3.3 Le Médiateur note qu'en 1999, Eurosud Capital s'est adressé à plusieurs reprises à la Commission pour s'informer de ses dossiers et de l'avenir du programme. Rien n'indique dans le dossier que la Commission ait jamais répondu à ces lettres ou qu'Eurosud Capital ait été informé par écrit des difficultés que rencontrait le programme E.C.I.P. avant le 31 décembre 1999.

3.4 Les principes de bonne administration impose aux institutions et organes communautaires de répondre aux lettres des citoyens. Dans le cas présent, la Commission n'a pas répondu aux lettres d'Eurosud Capital et ne l'a par conséquent pas informé des difficultés qui étaient susceptibles d'affecter les intérêts des intermédiaires financiers. Cela constitue un cas de mauvaise administration.

4 Conclusion

Sur la base de son enquête concernant cette plainte, le Médiateur estime devoir formuler le commentaire critique qui suit:

Les principes de bonne administration impose aux institutions et organes communautaires de répondre aux lettres des citoyens. Dans le cas présent, la Commission n'a pas répondu aux lettres d'Eurosud Capital et ne l'a par conséquent pas informé des difficultés qui étaient susceptibles d'affecter les intérêts des intermédiaires financiers. Cela constitue un cas de mauvaise administration.

Comme cet aspect de l'affaire a trait à des comportements relatifs à des faits spécifiques qui appartiennent au passé, il n'y a pas lieu de rechercher une solution à l'amiable. Aussi le Médiateur classe-t-il l'affaire.

Le Président de la Commission européenne sera informé de la présente décision.

REMARQUES COMPLÉMENTAIRES

Dans le cas présent, la Commission a donné une explication raisonnable quant au non-respect du délai de 60 jours pour que soit prise une décision sur les dossiers. En conséquence, le Médiateur estime qu'il n'y a pas eu mauvaise administration quant à cet aspect de l'affaire. Toutefois, si de tels retards se produisaient à l'avenir, la Commission ferait acte de bonne administration en informant rapidement les citoyens concernés que le délai ne peut être respecté et en indiquant les raisons qui sont à l'origine de cette situation.

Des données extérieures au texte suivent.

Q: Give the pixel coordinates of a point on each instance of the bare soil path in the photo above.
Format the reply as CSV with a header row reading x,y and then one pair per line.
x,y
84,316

Je vous prie d'agréer, Monsieur, l'expression de ma considération distinguée.

 

Jacob SÖDERMAN


(1) Article premier, COM(1999)0726 final - COD 2000/0034, JO C 150 E du 30.05.2000, p. 79 1. La Commission prend les mesures nécessaires pour assurer la clôture des projets arrêtés en application du règlement (CE) n° 213/96 du Conseil, du 29 janvier 1996, relatif à la mise en ouvre de l'instrument financier "EC Investment Partners" destiné aux pays d'Amérique latine, d'Asie et de la Méditerranée, et à l'Afrique du Sud. 2. Ces mesures comprennent tout ce qui est nécessaire pour assurer, conformément aux dispositions du règlement (CE) n° 213/96, dans un but de liquidation du portefeuille existant, le suivi, la gestion et l'audit d'actions pour lesquelles une décision de financement a déjà été arrêtée par la Commission, y compris la modification de contrats déjà signés et le recours à l'assistance technique extérieure.